VQ-VAE Flashcards
What are the 3 main contributions of VQ-VAE in comparison to VAE
1 Quantisation of the latent space
2 Restrict the latent space to a set of vectors (codebook).
3 The prior of the codebook is learned rather than static
How does it changes the AE framework
Quantisation and restriction of the latent space to predefined codewords.
How does it changes the sampling procedure of VAE?
It assumes that the prior is a uniform distribution over the codebook and the posterior of the decoder input is a delta function that gives back the nearest codeword
What happens to the KL divergence
Becomes constant and is removed from the learning
What happens to the prior
It is learned in the training process
What is the loss?
The reconstruction loss, the codebook loss and the commitment loss
What is the codebook loss?
∣∣sg[Ze(x)]−ek∣∣2
What is the commitment loss?
β∣∣Ze(x)−sg[ek]∣∣2
Why is VQ-VAE more efficient than pixel-space autoregressive models when generating images?
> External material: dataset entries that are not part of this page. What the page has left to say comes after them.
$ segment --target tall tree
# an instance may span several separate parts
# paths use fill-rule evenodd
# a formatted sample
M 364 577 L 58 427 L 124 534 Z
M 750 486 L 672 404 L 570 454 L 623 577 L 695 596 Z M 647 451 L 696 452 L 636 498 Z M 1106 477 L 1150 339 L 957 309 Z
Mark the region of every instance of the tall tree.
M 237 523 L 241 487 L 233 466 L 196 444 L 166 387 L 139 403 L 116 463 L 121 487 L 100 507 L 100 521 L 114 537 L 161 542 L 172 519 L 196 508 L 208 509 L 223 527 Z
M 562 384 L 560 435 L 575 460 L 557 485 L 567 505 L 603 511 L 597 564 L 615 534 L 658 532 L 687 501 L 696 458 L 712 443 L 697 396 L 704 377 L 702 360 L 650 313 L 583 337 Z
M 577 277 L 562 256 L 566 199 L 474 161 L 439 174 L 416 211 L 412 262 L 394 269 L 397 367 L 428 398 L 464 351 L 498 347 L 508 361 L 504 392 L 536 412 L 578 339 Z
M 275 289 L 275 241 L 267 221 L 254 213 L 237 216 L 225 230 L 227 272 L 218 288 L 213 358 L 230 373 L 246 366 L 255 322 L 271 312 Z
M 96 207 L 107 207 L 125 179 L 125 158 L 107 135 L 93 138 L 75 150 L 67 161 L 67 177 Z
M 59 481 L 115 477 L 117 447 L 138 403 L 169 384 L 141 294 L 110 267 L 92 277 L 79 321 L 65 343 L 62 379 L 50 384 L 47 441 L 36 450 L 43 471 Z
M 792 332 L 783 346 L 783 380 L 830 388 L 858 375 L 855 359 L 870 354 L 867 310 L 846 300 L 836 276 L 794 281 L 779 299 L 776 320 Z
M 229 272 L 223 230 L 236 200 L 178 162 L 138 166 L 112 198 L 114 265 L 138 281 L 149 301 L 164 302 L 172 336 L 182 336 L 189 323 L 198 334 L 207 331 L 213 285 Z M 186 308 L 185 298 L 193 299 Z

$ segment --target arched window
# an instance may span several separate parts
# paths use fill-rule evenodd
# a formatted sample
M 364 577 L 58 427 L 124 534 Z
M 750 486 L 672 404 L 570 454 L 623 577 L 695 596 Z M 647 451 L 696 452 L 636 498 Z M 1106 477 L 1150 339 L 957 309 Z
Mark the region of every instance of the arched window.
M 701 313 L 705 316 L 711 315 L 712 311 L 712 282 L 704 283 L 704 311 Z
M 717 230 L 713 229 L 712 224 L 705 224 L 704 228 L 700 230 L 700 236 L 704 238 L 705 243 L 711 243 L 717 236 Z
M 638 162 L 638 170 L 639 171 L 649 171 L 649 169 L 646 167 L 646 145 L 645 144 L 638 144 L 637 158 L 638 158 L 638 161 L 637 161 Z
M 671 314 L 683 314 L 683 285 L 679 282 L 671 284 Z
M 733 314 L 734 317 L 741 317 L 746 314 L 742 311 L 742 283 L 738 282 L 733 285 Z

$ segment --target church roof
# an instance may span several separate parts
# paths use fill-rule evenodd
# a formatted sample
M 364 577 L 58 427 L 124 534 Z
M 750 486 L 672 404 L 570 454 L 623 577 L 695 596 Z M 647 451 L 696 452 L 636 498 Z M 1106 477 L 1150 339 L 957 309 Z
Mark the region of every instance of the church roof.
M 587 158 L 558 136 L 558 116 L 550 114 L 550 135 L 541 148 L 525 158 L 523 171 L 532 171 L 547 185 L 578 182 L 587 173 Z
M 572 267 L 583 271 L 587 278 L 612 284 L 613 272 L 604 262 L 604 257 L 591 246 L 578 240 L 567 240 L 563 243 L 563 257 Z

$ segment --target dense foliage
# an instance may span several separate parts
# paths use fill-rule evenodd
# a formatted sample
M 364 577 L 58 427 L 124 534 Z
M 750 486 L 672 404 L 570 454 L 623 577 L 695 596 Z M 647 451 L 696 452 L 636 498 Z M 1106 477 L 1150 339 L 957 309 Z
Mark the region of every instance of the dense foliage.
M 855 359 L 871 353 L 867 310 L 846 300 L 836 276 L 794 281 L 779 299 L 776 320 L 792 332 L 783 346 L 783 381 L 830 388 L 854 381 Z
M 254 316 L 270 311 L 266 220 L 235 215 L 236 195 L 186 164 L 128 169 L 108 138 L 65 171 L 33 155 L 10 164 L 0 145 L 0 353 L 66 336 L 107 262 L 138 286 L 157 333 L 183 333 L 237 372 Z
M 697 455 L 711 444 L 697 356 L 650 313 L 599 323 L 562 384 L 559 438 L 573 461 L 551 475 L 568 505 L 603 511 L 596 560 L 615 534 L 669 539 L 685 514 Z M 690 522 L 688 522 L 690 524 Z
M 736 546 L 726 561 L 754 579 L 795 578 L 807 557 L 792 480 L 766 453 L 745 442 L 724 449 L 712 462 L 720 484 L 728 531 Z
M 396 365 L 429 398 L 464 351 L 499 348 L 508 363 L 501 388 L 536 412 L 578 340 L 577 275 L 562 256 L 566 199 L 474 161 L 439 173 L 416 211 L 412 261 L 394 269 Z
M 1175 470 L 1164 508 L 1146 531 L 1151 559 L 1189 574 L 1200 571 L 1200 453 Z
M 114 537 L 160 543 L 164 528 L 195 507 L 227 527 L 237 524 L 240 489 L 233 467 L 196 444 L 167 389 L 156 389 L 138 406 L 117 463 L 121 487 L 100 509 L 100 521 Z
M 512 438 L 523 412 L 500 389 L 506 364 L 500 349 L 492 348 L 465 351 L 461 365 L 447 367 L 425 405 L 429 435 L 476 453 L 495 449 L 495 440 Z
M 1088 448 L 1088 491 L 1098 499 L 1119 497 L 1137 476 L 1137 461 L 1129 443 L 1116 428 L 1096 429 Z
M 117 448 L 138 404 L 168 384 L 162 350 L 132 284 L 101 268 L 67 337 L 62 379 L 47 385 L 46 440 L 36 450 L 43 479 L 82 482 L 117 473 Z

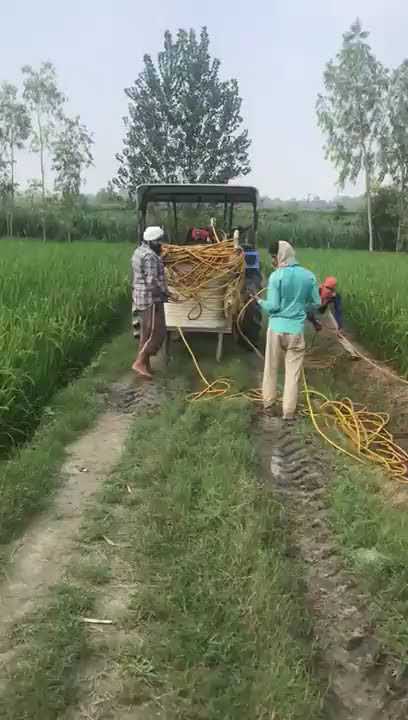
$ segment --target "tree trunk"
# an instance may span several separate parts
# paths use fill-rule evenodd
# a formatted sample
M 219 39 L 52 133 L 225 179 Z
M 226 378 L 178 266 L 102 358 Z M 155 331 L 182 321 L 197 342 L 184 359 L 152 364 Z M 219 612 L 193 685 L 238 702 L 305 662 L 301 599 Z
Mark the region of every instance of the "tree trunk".
M 403 175 L 402 179 L 401 179 L 401 186 L 399 189 L 400 196 L 399 196 L 399 208 L 398 208 L 398 228 L 397 228 L 397 240 L 395 243 L 396 252 L 401 252 L 401 250 L 402 250 L 401 227 L 402 227 L 402 221 L 404 218 L 404 188 L 405 188 L 405 176 Z
M 11 143 L 11 208 L 10 237 L 14 236 L 14 142 Z
M 398 228 L 397 228 L 397 242 L 395 245 L 396 252 L 401 252 L 401 218 L 398 218 Z
M 374 250 L 373 236 L 373 218 L 371 212 L 371 181 L 368 168 L 365 169 L 366 196 L 367 196 L 367 220 L 368 220 L 368 249 L 370 252 Z
M 45 224 L 45 165 L 44 165 L 44 137 L 41 118 L 38 115 L 38 136 L 40 139 L 40 168 L 41 168 L 41 195 L 42 195 L 42 239 L 47 242 L 47 228 Z

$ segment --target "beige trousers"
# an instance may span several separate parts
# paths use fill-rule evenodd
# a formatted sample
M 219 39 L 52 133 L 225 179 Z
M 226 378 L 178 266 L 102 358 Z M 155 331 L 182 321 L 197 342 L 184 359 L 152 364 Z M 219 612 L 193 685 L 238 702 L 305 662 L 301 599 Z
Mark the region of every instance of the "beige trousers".
M 283 417 L 288 418 L 295 414 L 304 356 L 305 339 L 303 333 L 289 335 L 289 333 L 275 333 L 268 328 L 262 383 L 262 397 L 265 408 L 270 407 L 276 401 L 278 395 L 278 370 L 284 357 Z
M 332 335 L 334 335 L 335 333 L 337 333 L 337 331 L 338 331 L 337 322 L 336 322 L 336 320 L 335 320 L 335 318 L 334 318 L 334 316 L 333 316 L 333 313 L 331 312 L 330 308 L 327 308 L 326 312 L 324 312 L 322 315 L 317 314 L 316 317 L 317 317 L 317 319 L 319 320 L 319 322 L 320 322 L 320 324 L 321 324 L 321 326 L 322 326 L 322 331 L 323 331 L 323 333 L 324 333 L 325 331 L 330 332 Z M 341 337 L 337 336 L 336 339 L 337 339 L 337 341 L 340 343 L 340 345 L 342 346 L 343 350 L 346 351 L 346 353 L 348 353 L 349 355 L 351 355 L 351 357 L 358 357 L 358 355 L 357 355 L 356 351 L 354 350 L 351 342 L 349 342 L 346 337 L 344 337 L 344 336 L 341 336 Z

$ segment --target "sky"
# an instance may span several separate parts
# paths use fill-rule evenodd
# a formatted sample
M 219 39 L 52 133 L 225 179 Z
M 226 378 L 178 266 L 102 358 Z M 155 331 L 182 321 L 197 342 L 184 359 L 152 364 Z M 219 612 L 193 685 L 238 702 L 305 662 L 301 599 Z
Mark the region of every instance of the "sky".
M 142 70 L 143 55 L 157 55 L 166 29 L 206 25 L 221 75 L 238 79 L 243 98 L 252 139 L 245 182 L 270 197 L 329 199 L 336 177 L 324 157 L 315 101 L 324 65 L 356 16 L 384 64 L 395 67 L 408 56 L 407 0 L 0 0 L 0 82 L 19 84 L 22 65 L 54 63 L 67 112 L 79 114 L 94 135 L 84 191 L 95 192 L 116 174 L 123 89 Z M 37 157 L 21 156 L 18 182 L 38 177 L 38 166 Z M 346 191 L 357 194 L 361 186 Z

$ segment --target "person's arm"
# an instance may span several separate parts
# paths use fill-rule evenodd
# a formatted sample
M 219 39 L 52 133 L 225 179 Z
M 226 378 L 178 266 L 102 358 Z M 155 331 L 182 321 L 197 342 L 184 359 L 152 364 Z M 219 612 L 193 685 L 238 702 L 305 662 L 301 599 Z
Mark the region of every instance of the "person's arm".
M 160 283 L 160 260 L 157 256 L 151 254 L 146 255 L 143 260 L 143 277 L 146 285 L 146 290 L 151 292 L 153 302 L 164 302 L 167 297 L 163 292 Z
M 316 319 L 313 312 L 311 312 L 311 311 L 307 312 L 306 317 L 309 320 L 309 322 L 312 323 L 316 332 L 320 332 L 320 330 L 322 329 L 322 324 L 319 320 Z
M 268 292 L 266 300 L 258 300 L 260 307 L 268 315 L 274 315 L 280 310 L 280 275 L 279 271 L 271 274 L 268 282 Z
M 312 285 L 310 288 L 308 305 L 311 306 L 312 310 L 317 310 L 321 305 L 319 286 L 314 275 L 312 276 Z

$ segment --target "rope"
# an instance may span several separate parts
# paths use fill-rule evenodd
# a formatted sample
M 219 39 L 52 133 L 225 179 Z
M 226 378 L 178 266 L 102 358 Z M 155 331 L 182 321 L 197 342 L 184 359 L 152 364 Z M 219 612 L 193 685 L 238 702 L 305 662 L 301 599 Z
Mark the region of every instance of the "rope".
M 166 245 L 163 249 L 163 258 L 169 286 L 180 298 L 194 299 L 202 312 L 203 291 L 215 282 L 217 289 L 225 290 L 224 311 L 231 309 L 239 302 L 243 286 L 245 259 L 241 250 L 236 250 L 230 240 L 216 238 L 215 245 L 203 246 L 177 246 Z M 264 355 L 251 342 L 242 330 L 242 318 L 251 302 L 254 302 L 264 290 L 260 290 L 255 297 L 251 297 L 240 309 L 237 315 L 237 329 L 241 337 L 252 348 L 256 355 L 264 360 Z M 195 313 L 191 313 L 195 317 Z M 183 333 L 178 327 L 180 337 L 187 348 L 193 365 L 200 377 L 203 387 L 191 393 L 188 399 L 197 402 L 203 398 L 208 399 L 235 399 L 245 398 L 250 402 L 262 403 L 262 393 L 259 389 L 250 389 L 243 392 L 234 392 L 231 380 L 220 377 L 212 382 L 205 377 L 200 365 Z M 313 343 L 312 343 L 313 347 Z M 397 378 L 388 368 L 383 368 L 370 358 L 366 357 L 351 345 L 355 354 L 375 367 L 380 372 L 399 379 L 408 385 L 408 380 Z M 312 349 L 312 348 L 311 348 Z M 328 369 L 335 364 L 335 357 L 314 356 L 310 351 L 306 354 L 305 364 L 308 368 Z M 389 416 L 386 413 L 373 413 L 367 408 L 354 404 L 349 398 L 343 400 L 330 400 L 324 394 L 309 388 L 303 370 L 303 394 L 305 396 L 305 412 L 310 416 L 316 432 L 334 449 L 356 460 L 361 464 L 375 463 L 388 471 L 394 478 L 408 483 L 408 453 L 399 447 L 392 434 L 387 430 Z M 314 404 L 318 404 L 315 409 Z M 324 427 L 323 427 L 324 426 Z M 352 449 L 335 442 L 326 430 L 340 432 Z
M 202 303 L 202 291 L 215 286 L 225 291 L 227 311 L 239 300 L 245 256 L 232 240 L 220 240 L 217 235 L 216 240 L 211 245 L 163 245 L 162 258 L 168 285 L 179 299 Z
M 313 426 L 329 445 L 364 465 L 368 462 L 380 465 L 395 479 L 408 483 L 408 453 L 397 445 L 387 430 L 390 420 L 387 413 L 370 412 L 364 406 L 353 403 L 350 398 L 329 400 L 322 393 L 308 387 L 304 372 L 303 385 L 307 412 Z M 317 412 L 311 396 L 319 401 Z M 327 427 L 340 431 L 355 451 L 351 452 L 334 442 L 322 429 L 319 419 L 324 421 Z
M 262 291 L 257 294 L 260 295 L 261 292 Z M 253 345 L 249 338 L 244 335 L 240 325 L 242 315 L 249 303 L 252 301 L 253 298 L 251 298 L 242 307 L 238 315 L 237 327 L 242 337 L 253 348 L 258 357 L 263 360 L 263 354 L 255 345 Z M 204 384 L 204 388 L 202 390 L 188 396 L 189 400 L 195 402 L 205 397 L 224 398 L 229 400 L 235 398 L 245 398 L 250 402 L 262 403 L 262 392 L 259 389 L 233 393 L 232 382 L 228 378 L 224 377 L 217 378 L 210 383 L 203 374 L 183 331 L 181 328 L 178 330 L 184 345 L 190 353 L 197 373 Z M 360 354 L 360 356 L 362 359 L 365 359 L 363 355 Z M 306 363 L 309 367 L 327 369 L 333 367 L 334 362 L 335 359 L 332 357 L 328 359 L 321 359 L 318 357 L 307 358 L 306 356 Z M 303 393 L 306 400 L 305 412 L 309 415 L 316 432 L 323 438 L 323 440 L 325 440 L 325 442 L 352 460 L 355 460 L 363 465 L 367 465 L 370 462 L 379 465 L 395 479 L 403 483 L 408 483 L 408 452 L 395 443 L 392 434 L 387 430 L 386 426 L 390 420 L 387 413 L 370 412 L 364 406 L 354 404 L 350 398 L 344 398 L 343 400 L 330 400 L 323 393 L 309 388 L 304 370 L 302 371 L 302 378 L 304 387 Z M 313 407 L 312 397 L 319 402 L 317 411 Z M 344 438 L 350 442 L 354 451 L 348 450 L 346 447 L 343 447 L 332 440 L 327 432 L 322 428 L 323 423 L 327 428 L 331 427 L 332 430 L 340 432 Z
Because it samples an autoregressive model only in the compressed latent space.
What is an autoregressive model?
An autoregressive model is a type of model where the output at each step depends on the input and previously generated outputs.
VQ-VAE-2 - How do they contribute in comparison to VQ-VAE?
They demonstrate that a multi-scale hierarchical organization of VQ-VAE, augmented with powerful priors over the latent codes, can generate samples with quality that rivals GAN.